This small kitchenette has several features that allow for easy access.

  • The area underneath the sink and cooktop were kept open and the homeowners chose to use a simple curtain to cover the space. Later this curtain could be removed for easy access by wheelchair. Make sure you wrap any pipes to prevent bumps or burns.

  • An under counter fridge is easy to access and the induction cooktop is great for safety.

  • A base cabinet with drawers was converted by the addition of casters and a butcher block top into a small island. Simply roll it out from underneath the countertop and roll it back when finished.

  • The sink hardware is ADA accessible.

  • Countertop height is 34 inches above finished floor and meets accessibility guidelines.


Doors are all 36 inches wide and lined up from one room to the other to allow for easy access. In addition the floor is all one height so there are no transitions or 'bumps' to go over when going from room to room.

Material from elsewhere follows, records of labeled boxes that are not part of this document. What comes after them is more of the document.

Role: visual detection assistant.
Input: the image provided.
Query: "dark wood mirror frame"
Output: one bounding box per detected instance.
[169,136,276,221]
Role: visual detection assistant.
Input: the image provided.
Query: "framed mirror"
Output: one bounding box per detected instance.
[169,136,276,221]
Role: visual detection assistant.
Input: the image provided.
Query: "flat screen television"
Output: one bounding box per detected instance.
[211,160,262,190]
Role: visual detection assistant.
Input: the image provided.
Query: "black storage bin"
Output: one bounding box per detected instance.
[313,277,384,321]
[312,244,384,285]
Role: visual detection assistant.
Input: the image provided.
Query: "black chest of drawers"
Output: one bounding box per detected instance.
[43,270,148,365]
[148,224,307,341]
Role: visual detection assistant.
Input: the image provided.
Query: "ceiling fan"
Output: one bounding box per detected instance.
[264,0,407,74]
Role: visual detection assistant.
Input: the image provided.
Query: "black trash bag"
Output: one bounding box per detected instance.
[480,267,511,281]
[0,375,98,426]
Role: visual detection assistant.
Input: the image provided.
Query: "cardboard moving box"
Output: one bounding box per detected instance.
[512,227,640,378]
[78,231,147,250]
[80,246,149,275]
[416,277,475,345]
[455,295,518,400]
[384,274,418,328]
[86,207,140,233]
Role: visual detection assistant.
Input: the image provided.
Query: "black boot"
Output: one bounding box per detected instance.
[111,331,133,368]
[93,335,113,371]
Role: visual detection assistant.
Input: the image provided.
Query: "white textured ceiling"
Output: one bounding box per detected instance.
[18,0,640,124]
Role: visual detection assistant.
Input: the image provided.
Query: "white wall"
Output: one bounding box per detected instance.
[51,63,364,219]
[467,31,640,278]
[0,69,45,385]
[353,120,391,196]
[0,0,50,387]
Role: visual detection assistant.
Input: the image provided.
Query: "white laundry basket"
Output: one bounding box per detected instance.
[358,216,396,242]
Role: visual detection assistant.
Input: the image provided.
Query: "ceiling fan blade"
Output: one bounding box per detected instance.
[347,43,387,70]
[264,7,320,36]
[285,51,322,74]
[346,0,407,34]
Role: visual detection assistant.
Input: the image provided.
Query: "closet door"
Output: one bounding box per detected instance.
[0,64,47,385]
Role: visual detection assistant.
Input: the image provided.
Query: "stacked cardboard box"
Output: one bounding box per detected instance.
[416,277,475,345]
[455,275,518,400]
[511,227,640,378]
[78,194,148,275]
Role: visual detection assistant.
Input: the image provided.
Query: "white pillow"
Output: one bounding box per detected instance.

This room is currently used for storage, but a future stackable washer and dryer unit may be added later.


The bedroom has some easy to add features and will require no major construction later to convert into a fully accessible space.

  • Behind each night stand is a plug with USB ports and a light switch connected to the lamps allowing for easy access to charge electronics and adjust lighting.

  • Recessed can lights and wall sconces provide even distribution of light and are on a dimmer switch. All lighting can be hooked up to an Amazon Echo or Google Home allowing control by verbal command.

  • The large format stone tile floor continues into this space with no changes in floor height from any of the adjacent spaces.

  • This large space allows for easy wheelchair access and turning radius.

  • The closet has wide folding doors and custom closet organizers can easily provide access to clothing and shoes.


What is now an office can easily be converted into storage, a walk-in-closet, or laundry unit in the future.


Accessibility is usually the most apparent in bathrooms. However, it doesn't have to look cold or commercial feeling. Coordinating tiles that go with the flooring tile add luxury and are easy to clean. This spacious room has plenty of room for a wheelchair or a home caregiver, but that doesn't mean it can't feel like a high end spa.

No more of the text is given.